わたし自身も、かなり追い込まれていました。
それでも、娘には下手なことを言ってはいけない――
そのことだけは、感覚的にわかりました。
娘はほとんど話をしません。
ただ、食事はとっていましたし、朝も顔を見せてはくれます。
一日の多くを静かに部屋で過ごす。
そんな日常が、淡々と過ぎていきました。
さらなる苦しみ
学校がスクールカウンセラーの先生を紹介してくれて、お話を伺ううちに、いくつかのことがわかりました。

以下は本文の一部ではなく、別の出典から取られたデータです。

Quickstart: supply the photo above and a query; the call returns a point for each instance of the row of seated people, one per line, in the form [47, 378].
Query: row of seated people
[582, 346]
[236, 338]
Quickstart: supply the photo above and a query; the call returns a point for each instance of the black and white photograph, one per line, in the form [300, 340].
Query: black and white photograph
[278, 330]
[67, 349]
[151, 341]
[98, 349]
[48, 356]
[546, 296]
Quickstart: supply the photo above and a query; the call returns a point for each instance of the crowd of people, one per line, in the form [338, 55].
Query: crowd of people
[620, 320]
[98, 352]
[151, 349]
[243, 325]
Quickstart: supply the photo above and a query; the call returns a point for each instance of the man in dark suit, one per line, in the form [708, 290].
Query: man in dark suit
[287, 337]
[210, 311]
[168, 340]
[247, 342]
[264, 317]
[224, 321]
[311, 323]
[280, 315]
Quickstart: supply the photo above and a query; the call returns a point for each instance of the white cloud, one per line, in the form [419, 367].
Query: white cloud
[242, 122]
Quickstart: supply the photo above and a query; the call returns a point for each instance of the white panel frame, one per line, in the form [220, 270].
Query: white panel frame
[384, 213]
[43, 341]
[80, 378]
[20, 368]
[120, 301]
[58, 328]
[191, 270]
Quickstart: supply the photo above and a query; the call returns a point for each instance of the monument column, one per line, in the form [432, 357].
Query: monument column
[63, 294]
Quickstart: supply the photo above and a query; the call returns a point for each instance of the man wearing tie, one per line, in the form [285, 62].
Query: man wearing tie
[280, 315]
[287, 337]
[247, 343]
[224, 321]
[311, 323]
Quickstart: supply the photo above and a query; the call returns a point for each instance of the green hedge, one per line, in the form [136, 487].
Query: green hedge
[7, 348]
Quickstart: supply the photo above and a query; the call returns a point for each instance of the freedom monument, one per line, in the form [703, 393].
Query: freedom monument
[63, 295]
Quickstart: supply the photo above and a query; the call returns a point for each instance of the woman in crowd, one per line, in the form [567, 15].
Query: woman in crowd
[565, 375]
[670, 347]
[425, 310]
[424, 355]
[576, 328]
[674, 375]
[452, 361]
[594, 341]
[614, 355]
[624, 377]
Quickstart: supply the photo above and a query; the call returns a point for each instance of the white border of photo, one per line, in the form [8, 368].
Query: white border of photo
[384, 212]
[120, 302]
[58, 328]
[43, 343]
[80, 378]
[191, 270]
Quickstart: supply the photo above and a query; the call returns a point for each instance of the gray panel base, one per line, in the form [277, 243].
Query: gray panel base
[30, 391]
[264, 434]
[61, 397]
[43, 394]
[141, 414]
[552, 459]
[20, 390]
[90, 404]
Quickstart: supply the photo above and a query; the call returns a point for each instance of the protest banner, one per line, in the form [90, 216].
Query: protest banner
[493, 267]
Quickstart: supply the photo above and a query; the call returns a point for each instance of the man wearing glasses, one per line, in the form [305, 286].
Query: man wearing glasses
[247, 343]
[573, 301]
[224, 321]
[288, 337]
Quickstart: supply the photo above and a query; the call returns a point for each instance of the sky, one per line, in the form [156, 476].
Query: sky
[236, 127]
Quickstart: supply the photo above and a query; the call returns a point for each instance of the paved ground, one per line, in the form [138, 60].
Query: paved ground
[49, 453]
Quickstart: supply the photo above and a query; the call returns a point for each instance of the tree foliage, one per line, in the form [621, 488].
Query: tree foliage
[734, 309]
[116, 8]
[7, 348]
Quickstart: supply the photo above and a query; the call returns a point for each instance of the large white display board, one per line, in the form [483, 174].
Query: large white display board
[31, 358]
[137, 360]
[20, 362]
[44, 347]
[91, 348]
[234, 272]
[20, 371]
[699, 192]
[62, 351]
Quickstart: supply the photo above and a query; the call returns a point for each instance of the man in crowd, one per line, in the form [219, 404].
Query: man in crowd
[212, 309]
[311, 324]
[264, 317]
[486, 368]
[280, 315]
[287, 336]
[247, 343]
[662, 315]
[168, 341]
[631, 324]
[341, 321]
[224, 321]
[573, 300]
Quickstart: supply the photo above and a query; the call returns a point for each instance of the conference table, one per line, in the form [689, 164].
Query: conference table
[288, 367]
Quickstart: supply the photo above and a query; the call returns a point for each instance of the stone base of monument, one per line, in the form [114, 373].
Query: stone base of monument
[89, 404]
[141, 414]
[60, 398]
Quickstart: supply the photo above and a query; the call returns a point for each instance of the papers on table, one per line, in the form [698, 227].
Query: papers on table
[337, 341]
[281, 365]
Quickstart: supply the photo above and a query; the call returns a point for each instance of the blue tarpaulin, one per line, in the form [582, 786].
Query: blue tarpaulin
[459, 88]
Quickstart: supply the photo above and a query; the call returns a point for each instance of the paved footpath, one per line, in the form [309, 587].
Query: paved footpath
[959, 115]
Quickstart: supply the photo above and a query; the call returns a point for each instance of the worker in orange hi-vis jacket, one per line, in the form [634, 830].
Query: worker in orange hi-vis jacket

今の中学校は、たとえ付属高校へ進めなくなっても在籍はでき、卒業もできること。
東京都には、チャレンジスクールという不登校専門の学校があり、ほかにも通信制高校など、受験勉強
をしなくても入学できる選択肢があること。
「行き場がなくなるわけじゃない」
少し肩の力が抜けました。
家に帰りその話を娘に伝えると、娘もまた、目に見えてほっとした様子を見せました。
とはいえ、気持ちは簡単には定まりません。
声をかけてくれるお友達もいて、娘の心は揺れているようでした。
「今、期末テストの勉強してるから来ない? 一緒に上に上がろうよ」
そんなふうに誘ってくれる子もいました。
悩んだ末に娘は、
「期末テストも受けないことにした」
自分でそう決断しました。
けれども、その直後から、娘の心と体は大きく崩れていきました。“普通”というレールに乗らない選択は、まだ中学生だった娘にとって、想像以上に重い決断だったのかもしれません。
めまいが続き、昼夜も逆転。
7月から9月までの3か月は、非常につらい状態が続きました。
今ふり返っても、あの頃がわたしにとっても一番つらい時期でした。
夏になると、さまざまな学校で説明会がはじまります。
けれども娘はどこにも参加することなく、11 月が来ても、鉛筆を握ることすらありませんでした。
全日制の高校へ
「高校ね、必ずしも来年から行かなきゃいけないわけじゃない。ただもし行きたいなら、見学しないと決められないよ。どうする?」
思い切って娘に伝えてみました。
すると娘は、少し強い口調で言ったのです。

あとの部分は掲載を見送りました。